Well, a couple of weeks have passed and it’s time to get back to blogging. And for this week, here is the Alexa post that I mentioned a little while ago, back in December last year.
First, to anticipate a later part of this post, is the extract of Alexa reciting the first few lines of Wordsworth’s Daffodils…
It has been a busy time for Alexa generally – Amazon have extended sales of various of the hardware gizmos to many other countries. That’s well and good for everyone: the bonus for us developers is that they have also extended the range of countries into which custom skills can be deployed. Sometimes with these expansions Amazon helpfully does a direct port to the new locale, and other times it’s up to the developer to do this by hand. So when skills appeared in India, everything I had done to that date was copied across automatically, without me having to do my own duplication of code. From Monday Jan 8th the process of generating default versions for Australia and New Zealand will begin. And Canada is also now in view. Of course, that still leaves plenty of future catch-up work, firstly making sure that their transfer process worked OK, and secondly filling in the gaps for combinations of locale and skill which didn’t get done. The full list of languages and countries to which skills can be deployed is now
- English (UK)
- English (US)
- English (Canada)
- English (Australia / New Zealand)
- English (India)
Based on progress so far, Amazon will simply continue extending this to other combinations over time. I suspect that French Canadian will be quite high on their list, and probably other European languages – for example Spanish would give a very good international reach into Latin America. Hindi would be a good choice, and Chinese too, presupposing that Amazon start to market Alexa devices there. Currently an existing Echo or Dot will work in China if hooked up to a network, but so far as I know the gadgets are not on sale there – instead several Chinese firms have begun producing their own equivalents. Of course, there’s nothing to stop someone in another country accessing the skill in one or other of the above languages – for example a Dutch person might consider using either the English (UK) or German option.

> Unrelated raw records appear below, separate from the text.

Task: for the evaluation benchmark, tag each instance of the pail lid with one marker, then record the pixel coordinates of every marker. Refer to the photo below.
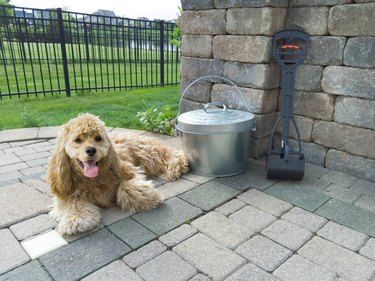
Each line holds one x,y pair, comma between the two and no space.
215,120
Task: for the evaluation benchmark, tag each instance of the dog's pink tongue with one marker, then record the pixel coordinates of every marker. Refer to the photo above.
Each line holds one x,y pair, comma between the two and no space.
90,169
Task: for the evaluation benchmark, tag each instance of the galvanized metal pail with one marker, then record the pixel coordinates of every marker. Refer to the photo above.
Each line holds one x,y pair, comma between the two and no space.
216,140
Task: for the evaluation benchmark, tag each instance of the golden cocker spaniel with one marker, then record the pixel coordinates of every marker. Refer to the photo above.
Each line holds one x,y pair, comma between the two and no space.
90,169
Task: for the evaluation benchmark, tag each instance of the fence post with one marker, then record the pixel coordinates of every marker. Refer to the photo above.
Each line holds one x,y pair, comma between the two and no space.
162,52
63,51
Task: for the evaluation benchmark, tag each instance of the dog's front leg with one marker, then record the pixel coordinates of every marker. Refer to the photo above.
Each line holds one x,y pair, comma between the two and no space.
75,215
138,194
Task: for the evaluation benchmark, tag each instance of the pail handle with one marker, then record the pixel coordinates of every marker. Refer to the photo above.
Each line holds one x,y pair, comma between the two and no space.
205,108
217,77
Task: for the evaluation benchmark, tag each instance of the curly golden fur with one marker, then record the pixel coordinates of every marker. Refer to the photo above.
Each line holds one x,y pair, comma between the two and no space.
90,169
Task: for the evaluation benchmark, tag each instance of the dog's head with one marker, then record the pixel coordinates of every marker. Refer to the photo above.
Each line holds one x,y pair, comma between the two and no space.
86,143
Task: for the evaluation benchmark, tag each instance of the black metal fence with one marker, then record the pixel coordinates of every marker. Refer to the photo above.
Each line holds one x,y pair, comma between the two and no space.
55,51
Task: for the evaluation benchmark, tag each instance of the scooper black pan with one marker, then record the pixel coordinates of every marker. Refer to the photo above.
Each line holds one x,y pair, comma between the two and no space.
289,50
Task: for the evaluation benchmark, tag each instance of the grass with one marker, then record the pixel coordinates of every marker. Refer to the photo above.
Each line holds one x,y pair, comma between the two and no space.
115,108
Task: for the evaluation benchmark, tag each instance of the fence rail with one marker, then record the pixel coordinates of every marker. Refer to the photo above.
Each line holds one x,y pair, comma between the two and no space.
55,51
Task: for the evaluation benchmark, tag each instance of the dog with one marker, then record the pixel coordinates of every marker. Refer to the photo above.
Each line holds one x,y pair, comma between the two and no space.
91,169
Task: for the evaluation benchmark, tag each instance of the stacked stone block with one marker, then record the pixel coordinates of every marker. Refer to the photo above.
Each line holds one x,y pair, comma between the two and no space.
233,39
335,87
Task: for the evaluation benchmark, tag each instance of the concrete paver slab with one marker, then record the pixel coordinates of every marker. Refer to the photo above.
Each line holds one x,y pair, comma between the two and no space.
223,230
33,226
131,232
344,236
12,254
209,195
84,256
331,256
177,269
30,271
265,202
251,272
287,234
210,257
264,253
144,254
298,268
349,215
178,235
20,202
305,219
298,194
115,271
168,216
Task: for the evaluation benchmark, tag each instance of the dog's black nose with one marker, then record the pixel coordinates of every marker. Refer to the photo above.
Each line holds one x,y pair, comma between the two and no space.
90,151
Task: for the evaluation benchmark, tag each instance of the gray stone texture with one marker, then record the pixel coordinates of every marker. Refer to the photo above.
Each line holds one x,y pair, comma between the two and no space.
194,68
248,49
252,218
325,50
343,236
351,164
258,101
14,210
305,3
369,249
355,112
131,232
314,20
262,76
203,22
305,219
188,5
334,257
359,52
348,81
255,21
308,77
349,215
30,271
178,235
299,268
250,4
116,271
265,202
197,46
177,269
298,194
251,272
354,140
168,216
12,254
223,230
263,252
208,256
144,254
84,256
199,91
316,105
209,195
33,226
352,20
287,234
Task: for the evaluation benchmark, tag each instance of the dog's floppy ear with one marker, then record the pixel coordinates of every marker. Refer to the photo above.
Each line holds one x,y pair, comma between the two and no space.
59,170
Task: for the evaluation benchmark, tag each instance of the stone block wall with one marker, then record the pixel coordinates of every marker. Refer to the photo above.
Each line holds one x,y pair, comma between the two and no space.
335,87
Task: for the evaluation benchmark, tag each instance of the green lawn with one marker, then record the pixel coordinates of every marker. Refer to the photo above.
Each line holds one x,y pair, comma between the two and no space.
115,108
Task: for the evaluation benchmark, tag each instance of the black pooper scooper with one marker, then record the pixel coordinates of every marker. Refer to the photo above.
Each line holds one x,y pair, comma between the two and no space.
289,50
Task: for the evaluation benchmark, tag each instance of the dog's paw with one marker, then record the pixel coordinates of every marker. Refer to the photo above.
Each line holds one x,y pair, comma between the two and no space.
176,167
74,225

To date I have not attempted porting any skills in German or Japanese, essentially through lack of necessary language skills. But all of the various English variants are comparatively easy to adapt to, with an interesting twist that I’ll get to later.
So my latest skill out of the stable, so to speak, is Wordsworth Facts. It has two parts – a small list of facts about the life of William Wordsworth, his family, and some of his colleagues, and also some narrated portions from his poems. Both sections will increase over time as I add to them. It was interesting, and a measure of how text-to-speech technology is improving all the time, to see how few tweaks were necessary to get Alexa to read these extract tolerably well. Reading poetry is harder than reading prose, and I was expecting difficulties. The choice of Wordsworth helped here, as his poetry is very like prose (indeed, he was criticised for this at the time). As things turned out, in this case some additional punctuation was needed to get these sounding reasonably good, but that was all. Unlike some of the previous reading portions I have done, there was no need to tinker with phonetic alphabets to get words sounding right. It certainly helps not to have ancient Egyptian, Canaanite, or futuristic names in the mix!
And this brings me to one of the twists in the internationalisation of skills. The same letter can sound rather different in different versions of English when used in a word – you say tomehto and I say tomarto, and all that. And I necessarily have to dive into custom pronunciations of proper names of characters and such like – Damariel gets a bit messed up, and even Mitnash, which I had assumed would be easily interpreted, gets mangled. So part of the checking process will be to make sure that where I have used a custom phonetic version of someone’s name, it comes out right.
Wordsworth Facts is live across all of the English variants listed above – just search in your local Amazon store in the Alexa Skills section by name (or to see all my skills to date, search for “DataScenes Development“, which is the identity I use for coding purposes. If you’re looking at the UK Alexa Skills store, this is the link.
The next skill I am planning to go live with, probably in the next couple of weeks, is Polly Reads. Those who read this blog regularly – or indeed the Before The Second Sleep blog (see this link, or this, or this) – may well think of Polly as Alexa’s big sister. Polly can use multiple different voices and languages rather than a fixed one, though Polly is focused on generating spoken speech rather than interpreting what a user might be saying (the module in Amazon’s suite that does the comprehension bit is called Lex). So Polly Reads is a compendium of all the various book readings I have set up using Polly, onto which I’ll add a few of my own author readings where I haven’t yet set Polly up with the necessary text and voice combinations. The skill is kind of like a playlist, or maybe a podcast, and naturally my plan is to extend the set of readings over time. More news of that will be posted before the end of the month, all being well.
The process exposed a couple of areas where I would really like Amazon to enhance the audio capabilities of Alexa. The first was when using the built-in ability to access music (ie not my own custom skill). Compared to a lot of Alexa interaction, this feels very clunky – there is no easy way to narrow in on a particular band, for example – “The band is Dutch and they play prog rock but I can’t remember the name” could credibly come up with Kayak, but doesn’t. There’s no search facility built in to the music service. And you have to get the track name pretty much dead on – “Alexa, Play The Last Farewell by Billy Boyd” gets you nowhere except for a “I can’t find that” message, since it is called “The Last Goodbye“. A bit more contextual searching would be good. Basically, this boils down to a shortfall in what technically we call context, and what in a person would be short-term memory – the coder of a skill has to decide exactly what snippets of information to remember from the interaction so far – anything which is not explicitly remembered, will be discarded.
That was a user-moan. The second is more of a developer-moan. Playing audio tracks of more than a few seconds – like a book extract, or a decent length piece of music – involves transferring control from your own skill to Alexa, who then manages the sequencing of tracks and all that. That’s all very well, and I understand the purpose behind it, but it also means that you have lost some control over the presentation of the skill as the various tracks play. For example, on the new Echo Show (the one with the screen) you cannot interleave the tracks with relevant pictures – like a book cover, for example. Basically the two bits of capability don’t work very well together. Of course all these things are very new, but it would be great to see some better integration between the different pieces of the jigsaw. Hopefully this will be improved with time…
That’s it for now – back to reading and writing..